It started at the end of last semester when I was researching some technology for the AALS panels on Millennials and on laptops in the classroom. I was trying to find things that you can use with a student's laptop in the classroom -- something that keeps them engaged enough to stay away from the Internets. As usual, I discovered that I, as a law professor, was pretty much the last to know. By the time law schools get to something, it's more table knife than cutting edge. So I've been "researching" (i.e., surfing the web when I should be doing other things) what technology is being used in elementary and secondary schools as well as colleges and universities.
A recent post from Campus Technology summarizes a report on what the cutting edge will be over the next five years. I haven't decided for myself yet at what point I just give up and decide thast I know all the technology I'm ever going to know, but I'm thinking it might be before I have to say "Today in class, we'll be using a mashup" with a straight face. Here's what the future looks like:
In the near term--that is, in the timeframe of about a year or less--the technologies that will have a significant impact on education include grassroots video and collaborative Web technologies. Grassroots video is, simply, user-generated video created on inexpensive consumer electronics devices and edited and encoded using free or inexpensive consumer- or prosumer-grade NLEs. Internet-based services supporting the sharing of these videos have allowed institutions to mingle their content with consumer content and "will fuel rapid growth among learning-focused organizations who want their content to be where the viewers are," according to the report. The second near-term trend, collaborative Web technology, is already in wide use in education at all levels. The complete report provides further details.
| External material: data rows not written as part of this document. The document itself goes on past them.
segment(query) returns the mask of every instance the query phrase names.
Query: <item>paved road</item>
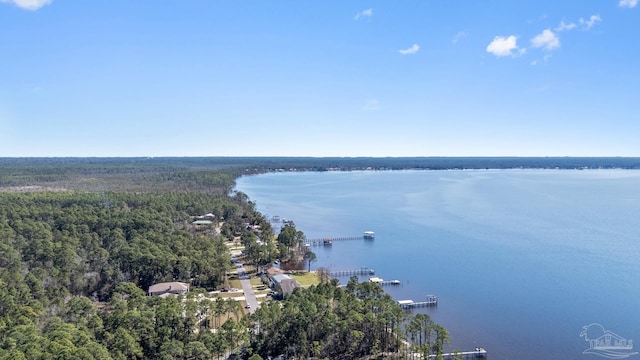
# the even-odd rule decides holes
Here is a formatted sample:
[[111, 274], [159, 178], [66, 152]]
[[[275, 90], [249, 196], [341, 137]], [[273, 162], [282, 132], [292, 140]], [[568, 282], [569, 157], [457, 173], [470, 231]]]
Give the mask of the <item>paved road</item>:
[[[236, 265], [236, 269], [238, 270], [238, 275], [245, 274], [246, 270], [244, 266], [236, 259], [231, 258], [233, 263]], [[253, 291], [253, 286], [251, 286], [251, 281], [248, 277], [240, 275], [240, 285], [242, 285], [242, 291], [244, 291], [244, 298], [247, 301], [247, 305], [251, 306], [249, 312], [253, 314], [258, 308], [258, 299], [256, 298], [256, 293]]]

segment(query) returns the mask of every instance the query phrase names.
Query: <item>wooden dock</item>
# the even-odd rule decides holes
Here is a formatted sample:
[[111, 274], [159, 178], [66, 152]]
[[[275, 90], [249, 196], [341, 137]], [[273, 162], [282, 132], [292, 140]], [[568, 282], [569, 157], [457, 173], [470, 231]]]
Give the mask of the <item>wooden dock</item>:
[[435, 295], [427, 295], [426, 301], [398, 300], [398, 305], [402, 306], [403, 309], [436, 306], [438, 305], [438, 297]]
[[370, 277], [369, 282], [376, 283], [380, 286], [400, 285], [400, 280], [384, 280], [379, 277]]
[[367, 268], [329, 271], [329, 275], [331, 276], [375, 275], [375, 273], [375, 270]]
[[337, 237], [324, 237], [320, 239], [310, 239], [307, 240], [307, 244], [318, 246], [318, 245], [329, 245], [334, 241], [346, 241], [346, 240], [362, 240], [365, 237], [363, 235], [360, 236], [337, 236]]
[[[429, 355], [427, 359], [436, 359], [437, 355]], [[462, 360], [475, 360], [475, 359], [486, 359], [487, 358], [487, 350], [483, 348], [476, 348], [474, 351], [460, 351], [457, 353], [448, 353], [442, 354], [443, 360], [453, 360], [453, 359], [462, 359]]]
[[357, 236], [333, 236], [333, 237], [323, 237], [316, 239], [307, 240], [307, 245], [318, 246], [318, 245], [331, 245], [334, 241], [345, 241], [345, 240], [373, 240], [376, 238], [376, 234], [373, 231], [365, 231], [362, 235]]
[[384, 280], [378, 283], [380, 286], [400, 285], [400, 280]]

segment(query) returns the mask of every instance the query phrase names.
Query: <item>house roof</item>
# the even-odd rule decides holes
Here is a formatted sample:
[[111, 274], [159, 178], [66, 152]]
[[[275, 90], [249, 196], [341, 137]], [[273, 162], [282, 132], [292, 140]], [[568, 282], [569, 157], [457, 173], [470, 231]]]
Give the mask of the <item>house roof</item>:
[[281, 283], [283, 280], [293, 280], [293, 279], [291, 279], [291, 276], [287, 274], [276, 274], [276, 275], [273, 275], [273, 280], [275, 280], [278, 283]]
[[273, 280], [280, 285], [283, 294], [293, 292], [298, 287], [298, 282], [289, 275], [278, 274], [273, 276]]
[[277, 274], [284, 274], [284, 270], [272, 266], [267, 269], [267, 274], [269, 274], [270, 277], [273, 277]]
[[213, 224], [213, 221], [211, 220], [196, 220], [194, 222], [192, 222], [193, 225], [211, 225]]

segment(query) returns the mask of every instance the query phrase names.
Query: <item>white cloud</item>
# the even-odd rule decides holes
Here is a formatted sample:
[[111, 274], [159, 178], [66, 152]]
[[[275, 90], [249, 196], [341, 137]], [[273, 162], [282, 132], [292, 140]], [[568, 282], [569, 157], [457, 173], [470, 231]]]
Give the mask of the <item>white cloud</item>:
[[41, 7], [48, 5], [53, 0], [0, 0], [3, 3], [11, 3], [27, 10], [38, 10]]
[[453, 43], [457, 44], [458, 41], [462, 40], [465, 37], [467, 37], [467, 33], [464, 31], [460, 31], [459, 33], [456, 34], [456, 36], [453, 37]]
[[591, 15], [591, 17], [588, 20], [580, 18], [580, 24], [584, 25], [584, 27], [587, 30], [589, 30], [592, 27], [594, 27], [600, 21], [602, 21], [602, 18], [600, 17], [600, 15]]
[[[496, 36], [493, 38], [493, 41], [487, 45], [487, 52], [492, 53], [495, 56], [513, 56], [513, 51], [518, 49], [517, 41], [518, 37], [515, 35], [508, 37]], [[520, 54], [523, 53], [522, 50], [520, 51]]]
[[370, 18], [373, 16], [373, 9], [365, 9], [356, 14], [353, 20], [359, 20], [360, 18]]
[[618, 6], [626, 8], [634, 8], [638, 5], [638, 0], [620, 0]]
[[402, 55], [412, 55], [417, 53], [420, 50], [420, 45], [418, 44], [413, 44], [410, 48], [408, 49], [400, 49], [398, 50], [398, 52]]
[[576, 23], [565, 23], [564, 20], [560, 21], [560, 25], [558, 25], [558, 27], [556, 27], [555, 31], [560, 32], [560, 31], [565, 31], [565, 30], [573, 30], [577, 27], [578, 25], [576, 25]]
[[560, 47], [560, 38], [549, 29], [545, 29], [542, 33], [531, 39], [531, 46], [534, 48], [545, 48], [553, 50]]

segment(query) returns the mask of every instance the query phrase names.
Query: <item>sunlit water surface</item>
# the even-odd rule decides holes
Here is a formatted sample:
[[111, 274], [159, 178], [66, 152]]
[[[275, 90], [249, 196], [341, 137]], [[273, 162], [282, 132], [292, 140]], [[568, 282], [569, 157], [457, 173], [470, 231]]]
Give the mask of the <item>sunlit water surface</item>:
[[419, 311], [452, 348], [592, 359], [580, 337], [591, 323], [640, 348], [640, 171], [274, 173], [236, 189], [309, 239], [375, 231], [314, 247], [312, 269], [366, 266], [402, 282], [385, 287], [397, 300], [437, 295]]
In the mid-term, mobile broadband and data mashups will make their mark on education. Mashups, according to the report, will largely impact the way education institutions represent information. "While most current examples are focused on the integration of maps with a variety of data," the report said, "it is not difficult to picture broad educational and scholarly applications for mashups." Johns Hopkins University, Michigan State University, and the University of Minnesota are examples of higher education institutions using mashups for learning resources and other projects. Mobile broadband too is in the early stages of adoption for educational purposes, from project-based learning activities to virtual field trips.
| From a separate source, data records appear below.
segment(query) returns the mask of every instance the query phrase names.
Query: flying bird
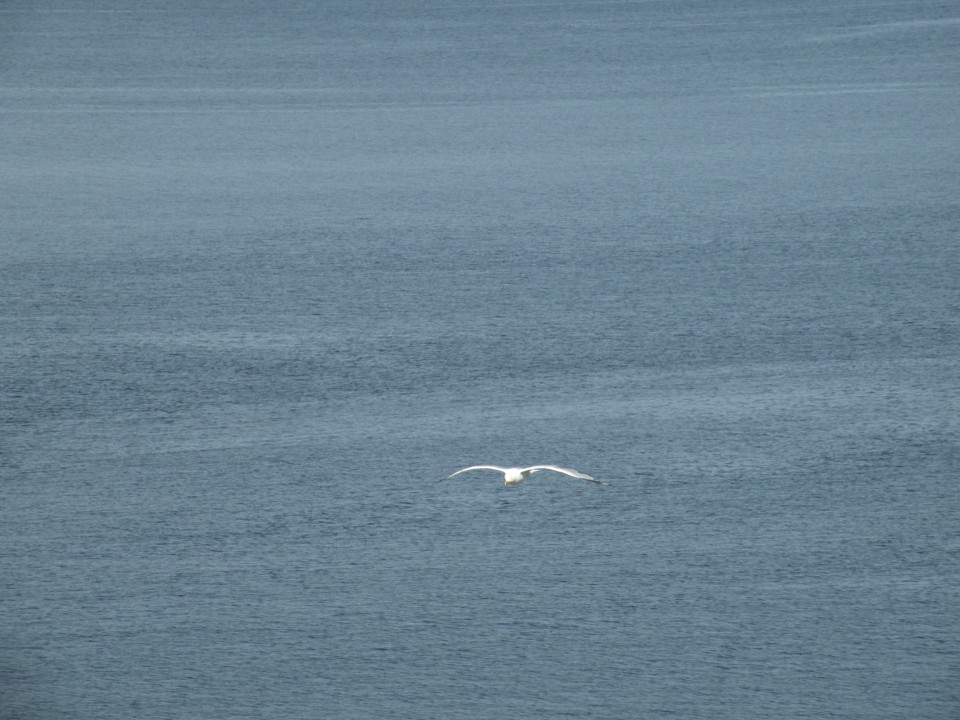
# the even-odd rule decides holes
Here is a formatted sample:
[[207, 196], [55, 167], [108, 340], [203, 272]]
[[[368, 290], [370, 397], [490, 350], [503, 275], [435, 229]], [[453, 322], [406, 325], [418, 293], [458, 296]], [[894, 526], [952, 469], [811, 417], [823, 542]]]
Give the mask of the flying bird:
[[584, 475], [582, 472], [577, 472], [576, 470], [570, 470], [568, 468], [557, 467], [556, 465], [531, 465], [530, 467], [526, 468], [502, 468], [497, 467], [496, 465], [471, 465], [463, 470], [457, 470], [455, 473], [453, 473], [453, 475], [447, 475], [447, 477], [437, 480], [437, 482], [449, 480], [460, 473], [469, 472], [470, 470], [496, 470], [497, 472], [502, 472], [504, 485], [519, 485], [528, 477], [533, 475], [533, 473], [540, 472], [541, 470], [553, 470], [553, 472], [563, 473], [564, 475], [569, 475], [572, 478], [596, 483], [597, 485], [607, 484], [605, 482], [595, 480], [589, 475]]

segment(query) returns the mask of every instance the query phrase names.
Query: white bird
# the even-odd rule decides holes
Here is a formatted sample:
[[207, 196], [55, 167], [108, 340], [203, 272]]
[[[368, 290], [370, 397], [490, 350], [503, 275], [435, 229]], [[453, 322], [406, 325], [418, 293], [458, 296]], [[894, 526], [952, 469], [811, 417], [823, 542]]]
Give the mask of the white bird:
[[557, 467], [556, 465], [531, 465], [530, 467], [526, 468], [502, 468], [497, 467], [496, 465], [471, 465], [463, 470], [457, 470], [455, 473], [453, 473], [453, 475], [447, 475], [445, 478], [437, 480], [437, 482], [449, 480], [455, 475], [469, 472], [470, 470], [496, 470], [497, 472], [502, 472], [504, 485], [519, 485], [528, 477], [533, 475], [533, 473], [541, 470], [553, 470], [554, 472], [563, 473], [564, 475], [569, 475], [570, 477], [577, 478], [578, 480], [586, 480], [587, 482], [596, 483], [597, 485], [607, 484], [605, 482], [600, 482], [599, 480], [594, 480], [592, 477], [589, 475], [584, 475], [582, 472], [569, 470], [568, 468]]

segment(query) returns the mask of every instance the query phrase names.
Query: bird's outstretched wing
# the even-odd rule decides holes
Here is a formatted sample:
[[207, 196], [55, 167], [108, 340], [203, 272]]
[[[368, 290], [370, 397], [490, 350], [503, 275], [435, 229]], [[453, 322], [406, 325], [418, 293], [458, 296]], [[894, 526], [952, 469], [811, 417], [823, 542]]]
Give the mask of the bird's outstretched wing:
[[587, 482], [596, 483], [597, 485], [606, 485], [607, 483], [592, 478], [589, 475], [585, 475], [582, 472], [577, 472], [576, 470], [570, 470], [569, 468], [557, 467], [556, 465], [532, 465], [528, 468], [523, 468], [523, 472], [535, 473], [538, 470], [553, 470], [554, 472], [563, 473], [564, 475], [569, 475], [570, 477], [577, 478], [577, 480], [586, 480]]
[[460, 473], [468, 472], [469, 470], [496, 470], [497, 472], [505, 473], [506, 468], [497, 467], [496, 465], [471, 465], [470, 467], [465, 467], [463, 470], [457, 470], [453, 475], [447, 475], [445, 478], [440, 478], [437, 482], [443, 482], [444, 480], [449, 480], [454, 475], [459, 475]]

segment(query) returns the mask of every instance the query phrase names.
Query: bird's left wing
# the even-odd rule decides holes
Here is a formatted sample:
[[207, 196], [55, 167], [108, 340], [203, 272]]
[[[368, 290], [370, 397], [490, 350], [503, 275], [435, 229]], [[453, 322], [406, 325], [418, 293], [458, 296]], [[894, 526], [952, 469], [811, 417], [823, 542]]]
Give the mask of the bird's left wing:
[[437, 482], [443, 482], [444, 480], [449, 480], [455, 475], [459, 475], [460, 473], [465, 473], [470, 470], [496, 470], [497, 472], [505, 472], [505, 470], [502, 467], [497, 467], [496, 465], [471, 465], [470, 467], [465, 467], [463, 470], [457, 470], [455, 473], [453, 473], [452, 475], [447, 475], [445, 478], [440, 478], [439, 480], [437, 480]]

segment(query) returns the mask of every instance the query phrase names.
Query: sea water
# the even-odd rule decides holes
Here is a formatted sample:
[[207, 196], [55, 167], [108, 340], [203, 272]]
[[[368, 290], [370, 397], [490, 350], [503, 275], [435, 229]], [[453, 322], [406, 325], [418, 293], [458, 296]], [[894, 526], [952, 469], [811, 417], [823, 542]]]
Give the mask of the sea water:
[[949, 4], [0, 28], [0, 717], [960, 716]]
Further down the road, according to the report, come "collective intelligence" and "social operating systems." Collective intelligence includes wikis and community tagging. A social operating system is "the essential ingredient of next generation social networking" and "will support whole new categories of applications that weave through the implicit connections and clues we leave everywhere as we go about our lives, and use them to organize our work and our thinking around the people we know," according to the report. The time to adoption for these last two will be four to five years, the report said.